An important poll result is revenue expectations. In January of this year, this number was 67 percent and in April it declined about 11 percent. Now, the April figure of 59 percent has fallen to 46 percent, according to IPA. This is about a 22 percent drop.

Hiring expectations have declined as well. The IPA reports that the poll results in January were 40 percent and 39 percent in April. In the current poll, it is 30 percent, about a 23 percent drop from April.

The general economy received flatter numbers in the current poll, with 42 percent of respondents indicating they were confident of a better economy in the current poll. This number was 44 percent in April and 49 percent in January. The current number has dropped about only 14 percent in 2006.

Respondents were asked to rate a list of factors that impact all businesses. In the current survey, these factors, including their resulting percentages, were:

  • 15 percent Energy/fuel costs
  • 13 percent Cost of material
  • 12 percent Taxes
  • 12 percent Economic conditions
  • 11 percent Finding quality employees
  • 10 percent Healthcare costs
  • 8 percent Interest rates
  • 5 percent Government regulation
  • 3 percent Foreign competition
  • 3 percent Ability to obtain capital
  • 6 percent Other

“The continuing spike in the price of gasoline has pushed it to the top of the list of concern of small businesses in America," Steinberg said in a prepared statement. "With the cost of materials second, these two cost-driven factors should remind business owners to have strong real-time controls in place that take into account changing market conditions and provide for immediate operational adjustments.”

IPA conducted the structured poll that was supervised through an independent resource. The firm is the largest privately held provider of management consulting and professional services to small and medium-size businesses in North America.

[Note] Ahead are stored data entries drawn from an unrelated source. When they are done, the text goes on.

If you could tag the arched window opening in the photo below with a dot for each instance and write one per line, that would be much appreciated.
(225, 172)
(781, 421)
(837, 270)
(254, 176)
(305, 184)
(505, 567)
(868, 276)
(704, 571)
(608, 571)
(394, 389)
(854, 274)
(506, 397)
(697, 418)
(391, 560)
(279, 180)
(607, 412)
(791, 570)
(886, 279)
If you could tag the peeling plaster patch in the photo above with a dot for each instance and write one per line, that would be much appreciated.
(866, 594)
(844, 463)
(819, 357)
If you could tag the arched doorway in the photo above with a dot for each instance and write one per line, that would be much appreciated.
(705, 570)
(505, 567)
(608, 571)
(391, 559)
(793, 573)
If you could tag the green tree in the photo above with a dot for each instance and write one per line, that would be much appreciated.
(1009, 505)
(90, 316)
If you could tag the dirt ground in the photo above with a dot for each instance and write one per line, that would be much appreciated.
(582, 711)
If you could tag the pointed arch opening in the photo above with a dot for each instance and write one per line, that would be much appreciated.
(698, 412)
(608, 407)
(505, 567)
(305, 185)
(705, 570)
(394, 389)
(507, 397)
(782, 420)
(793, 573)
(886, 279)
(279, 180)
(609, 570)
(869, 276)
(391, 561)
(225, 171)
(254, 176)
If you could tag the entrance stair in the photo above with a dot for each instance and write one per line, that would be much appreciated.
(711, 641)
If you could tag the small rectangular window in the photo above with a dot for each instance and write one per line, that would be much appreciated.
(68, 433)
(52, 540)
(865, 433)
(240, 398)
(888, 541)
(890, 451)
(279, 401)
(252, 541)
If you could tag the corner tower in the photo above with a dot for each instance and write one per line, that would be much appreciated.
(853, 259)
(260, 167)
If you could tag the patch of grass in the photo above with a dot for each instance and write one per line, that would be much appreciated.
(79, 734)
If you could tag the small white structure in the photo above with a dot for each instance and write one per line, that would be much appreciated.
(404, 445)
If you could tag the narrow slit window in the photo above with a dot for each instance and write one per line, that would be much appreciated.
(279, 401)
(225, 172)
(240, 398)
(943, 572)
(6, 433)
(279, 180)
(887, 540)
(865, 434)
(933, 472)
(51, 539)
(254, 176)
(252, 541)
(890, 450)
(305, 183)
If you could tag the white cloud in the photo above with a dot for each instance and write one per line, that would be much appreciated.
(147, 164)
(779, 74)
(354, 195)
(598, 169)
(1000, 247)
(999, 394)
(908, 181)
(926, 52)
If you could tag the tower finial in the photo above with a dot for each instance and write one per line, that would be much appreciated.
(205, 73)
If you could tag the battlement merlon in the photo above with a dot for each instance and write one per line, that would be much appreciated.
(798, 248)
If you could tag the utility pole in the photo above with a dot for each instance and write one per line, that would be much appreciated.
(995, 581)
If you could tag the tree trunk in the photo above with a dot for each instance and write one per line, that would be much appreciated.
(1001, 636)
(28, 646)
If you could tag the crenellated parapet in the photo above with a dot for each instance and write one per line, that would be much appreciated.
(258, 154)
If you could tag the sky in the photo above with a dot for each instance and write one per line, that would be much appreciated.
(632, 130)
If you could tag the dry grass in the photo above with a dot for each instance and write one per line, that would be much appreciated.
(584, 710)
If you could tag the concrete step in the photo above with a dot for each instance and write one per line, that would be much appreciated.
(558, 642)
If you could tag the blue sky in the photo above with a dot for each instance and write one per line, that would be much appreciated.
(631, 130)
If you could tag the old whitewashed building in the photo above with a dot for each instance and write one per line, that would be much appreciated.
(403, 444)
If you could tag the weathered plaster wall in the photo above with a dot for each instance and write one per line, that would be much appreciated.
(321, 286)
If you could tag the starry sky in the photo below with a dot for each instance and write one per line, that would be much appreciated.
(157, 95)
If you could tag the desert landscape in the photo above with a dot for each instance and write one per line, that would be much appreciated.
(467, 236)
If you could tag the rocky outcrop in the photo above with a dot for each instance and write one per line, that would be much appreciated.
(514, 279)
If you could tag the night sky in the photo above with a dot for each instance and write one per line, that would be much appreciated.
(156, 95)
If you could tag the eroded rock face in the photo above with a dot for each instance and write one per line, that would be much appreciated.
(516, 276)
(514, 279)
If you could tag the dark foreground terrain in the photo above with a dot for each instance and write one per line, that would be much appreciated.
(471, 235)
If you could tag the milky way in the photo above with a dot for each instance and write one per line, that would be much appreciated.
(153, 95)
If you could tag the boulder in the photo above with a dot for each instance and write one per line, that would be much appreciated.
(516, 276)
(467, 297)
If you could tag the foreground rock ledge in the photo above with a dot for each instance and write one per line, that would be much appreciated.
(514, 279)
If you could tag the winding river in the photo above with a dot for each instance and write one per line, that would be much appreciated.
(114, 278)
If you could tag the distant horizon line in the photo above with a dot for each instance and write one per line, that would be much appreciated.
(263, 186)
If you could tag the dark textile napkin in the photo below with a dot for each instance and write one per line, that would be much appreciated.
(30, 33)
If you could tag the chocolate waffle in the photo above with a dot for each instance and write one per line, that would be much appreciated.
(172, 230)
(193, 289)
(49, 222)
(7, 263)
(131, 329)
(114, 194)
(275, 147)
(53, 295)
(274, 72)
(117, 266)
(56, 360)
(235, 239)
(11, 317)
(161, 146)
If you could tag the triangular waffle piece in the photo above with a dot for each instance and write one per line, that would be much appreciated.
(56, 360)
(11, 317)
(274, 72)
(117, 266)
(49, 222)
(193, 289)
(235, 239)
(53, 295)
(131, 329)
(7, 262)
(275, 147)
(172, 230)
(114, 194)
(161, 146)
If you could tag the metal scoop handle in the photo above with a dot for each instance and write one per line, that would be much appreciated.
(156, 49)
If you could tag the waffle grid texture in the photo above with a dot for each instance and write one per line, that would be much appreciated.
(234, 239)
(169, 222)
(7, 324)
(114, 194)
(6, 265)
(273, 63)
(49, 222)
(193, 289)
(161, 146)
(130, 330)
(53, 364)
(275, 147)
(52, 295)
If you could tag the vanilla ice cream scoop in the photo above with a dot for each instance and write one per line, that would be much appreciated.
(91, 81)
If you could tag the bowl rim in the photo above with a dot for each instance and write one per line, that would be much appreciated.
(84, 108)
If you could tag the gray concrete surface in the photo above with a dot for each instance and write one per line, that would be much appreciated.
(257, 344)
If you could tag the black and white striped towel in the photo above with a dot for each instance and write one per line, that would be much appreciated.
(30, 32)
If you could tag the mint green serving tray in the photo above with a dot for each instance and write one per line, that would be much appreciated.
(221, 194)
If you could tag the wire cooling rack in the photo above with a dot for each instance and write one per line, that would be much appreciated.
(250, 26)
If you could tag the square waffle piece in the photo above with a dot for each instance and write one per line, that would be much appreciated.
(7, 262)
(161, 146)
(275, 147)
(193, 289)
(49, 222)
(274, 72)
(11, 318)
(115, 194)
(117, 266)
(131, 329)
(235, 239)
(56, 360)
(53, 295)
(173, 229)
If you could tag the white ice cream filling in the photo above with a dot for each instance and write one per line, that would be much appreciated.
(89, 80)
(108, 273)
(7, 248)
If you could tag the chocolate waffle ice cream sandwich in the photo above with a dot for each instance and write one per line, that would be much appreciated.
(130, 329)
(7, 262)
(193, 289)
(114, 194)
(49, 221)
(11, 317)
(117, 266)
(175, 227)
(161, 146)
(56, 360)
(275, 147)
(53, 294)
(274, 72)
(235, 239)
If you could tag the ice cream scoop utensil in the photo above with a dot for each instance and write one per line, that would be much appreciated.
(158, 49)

A total of 358 small business owners and senior managers voluntarily participated in this poll. The results of the 2006 IPA SBCI were gathered using phone and e-mail responses, according to the International Profit Associates Small Business Research Board (IPA SBRB).

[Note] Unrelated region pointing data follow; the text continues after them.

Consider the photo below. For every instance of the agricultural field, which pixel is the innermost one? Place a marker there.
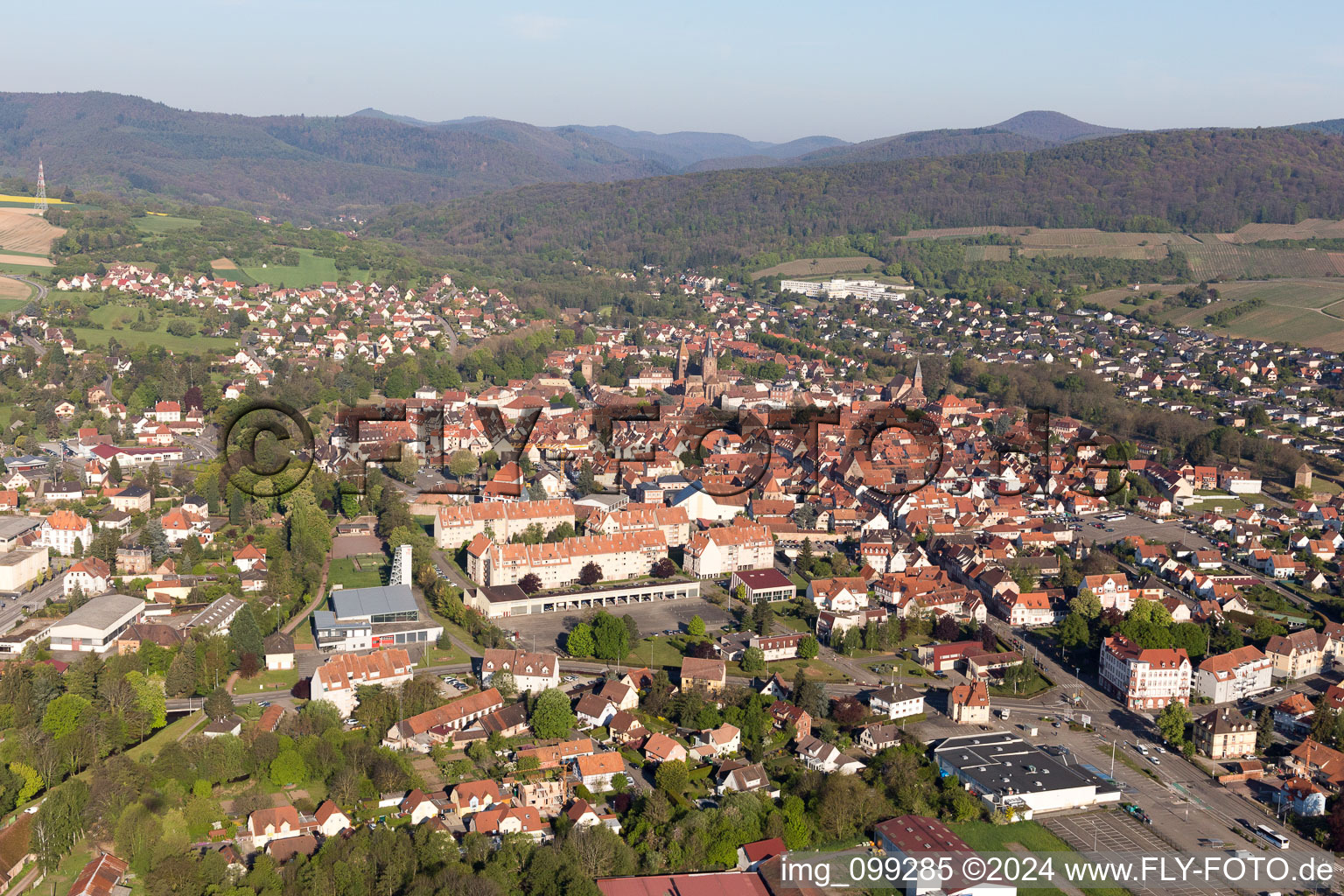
(159, 225)
(820, 266)
(987, 254)
(1306, 312)
(14, 291)
(1309, 228)
(941, 233)
(25, 234)
(1133, 253)
(1092, 238)
(116, 323)
(1216, 260)
(311, 270)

Previous IPA SBCI surveys ask questions pertinent to the times. The November 2004 survey showed that 67 percent of small business respondents indicated that the re-election of George W. Bush would have a positive impact on the economy in 2005. The survey also found that 91 percent voted on Election Day 2004, according to Biznus.net.

Those responding to the August 2005 poll indicated growing concerns about increasing interest rates, finding quality employees and taxes, according to LookSmart. A significant increase in revenue was seen by about 33 percent of respondents. 52 percent anticipated 2005 revenues to exceed 2004 financial results.